“ Düşünce Özgürlüğü “
“Var olmanın en kötü şekli, esaret altında olmaktır, yani duygularınızın insafında olmak.” demiş; Nigel Warburton.
İnsan hayatının tamamını dört duvar arasında geçirebilir. Kendisini tutsak olarak hissetmediği müddetçe tutsak sayılmaz. Ama kainatın sonsuz büyüklüğünü, milyonlarca yıldızı, galaksiyi görüp, onlara asla erişemeyeceğini bilen biri için koskoca dünya hapishaneden farksızdır. İdrak ettikleri şey zamanın ve mekanın tutsaklığı haline getirir. Peki Bedeni Tutsak bir insanın düşünceleri ne kadar özgür olabilir ki? Bizi karmaşık düşüncelere sevk eden şey ise , ne kadar tutsak olmadığımız...

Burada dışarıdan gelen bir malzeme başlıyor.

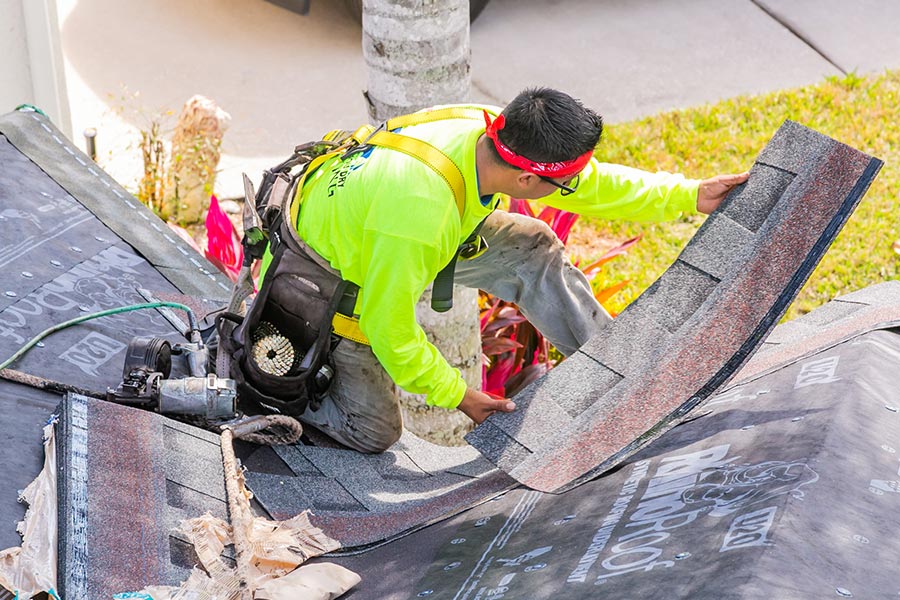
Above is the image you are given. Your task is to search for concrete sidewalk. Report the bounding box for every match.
[58,0,900,197]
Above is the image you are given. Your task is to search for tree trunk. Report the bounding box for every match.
[363,0,481,445]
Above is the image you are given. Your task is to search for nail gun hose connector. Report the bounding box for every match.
[0,302,198,370]
[156,373,237,421]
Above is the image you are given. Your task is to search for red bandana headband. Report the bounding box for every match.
[484,111,594,179]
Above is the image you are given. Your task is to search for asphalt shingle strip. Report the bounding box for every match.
[0,112,231,301]
[466,121,881,491]
[57,394,226,598]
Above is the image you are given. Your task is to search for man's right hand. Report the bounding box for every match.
[456,388,516,424]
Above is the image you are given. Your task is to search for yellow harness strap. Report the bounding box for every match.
[289,107,496,346]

Peki sizin düşünceceleriniz neler? Düşüncelerinizi dile getirip ve yaptıgım bu kadın bedenine ait heykeli yorumlamanızı istiyorum. Bakınca ne görüyorsunuz mesela?

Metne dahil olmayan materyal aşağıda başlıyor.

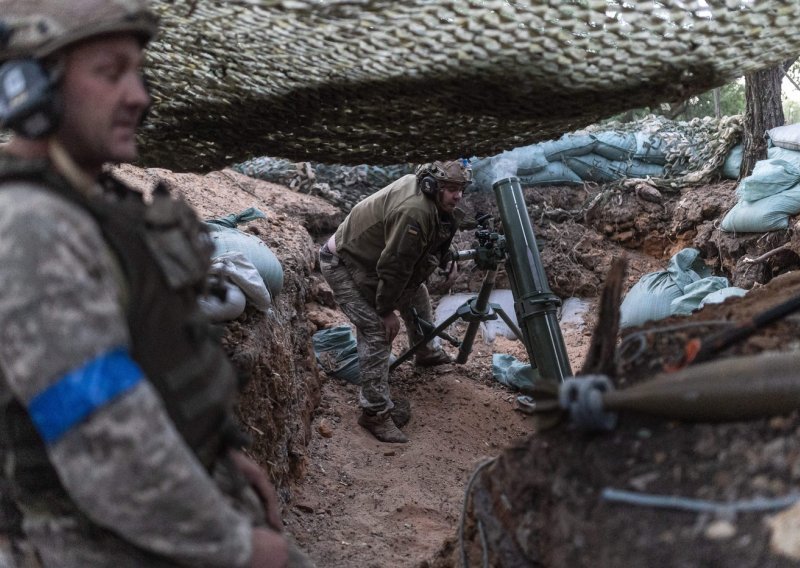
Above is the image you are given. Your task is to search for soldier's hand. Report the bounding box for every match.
[230,450,283,532]
[250,527,289,568]
[444,260,458,290]
[383,312,400,343]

Şimdiden Teşekkürler , Sağlıcakla kalın..
Mert Can Ay
2020-04-08T13:42:11+03:00İnsanın özgürlük konusundaki durumu çokça tartışmaya ve masaya yatırılmaya çok müsaittir. Ancak bu tartışmaya varmadan önce kesinlik getirilmesi gereken konu, özgür oluşunun ona bir üstünlük sağlamadığı. Dünya üzerinde ''özgür'' olduğunu sanmak ve kendini, sırf bilinç seviyesinin farklılığı nedeniyle diğer canlılardan ayrıştırmak ve bu ayrıştırmayı ise piramidin tam üstüne ya da yaşamın ta ortasına koyarak kendini üstün saymak, özgürlük sarhoşluğu ya da bilinçsizliktir. Evrende bir toz zerresi kadar değeri olmadığının bilincinde değildir, ve esasında öz olarak da bir hiç olduğunun farkında değildir. Özgürlük, bilinç seviyesindeki artış ile daha idrak edilebilir daha çok sorgulanabilir bir boyuta ulaşmaktır. Dürüst olmak gerekirse eser yorumlamayı beceremem ancak belki de şöyle demek isterim ki, yaptığınız kadın ibaresi o geometrik şekil ile bağlantılı, yapışık olduğu için ve o geometrik şekli de dünya veyahut evren olarak kabul edersek, insanın ona bağlı ona bağımlı olduğu ve o geometrik şekil neticesinde olduğu düşüncesini söyleyebilirim. İnsan, evrenden bağımsız bir üstün varlıktan ziyade, evrenin parçası olan ve özünde de bir hiç olan canlıdır kanımca.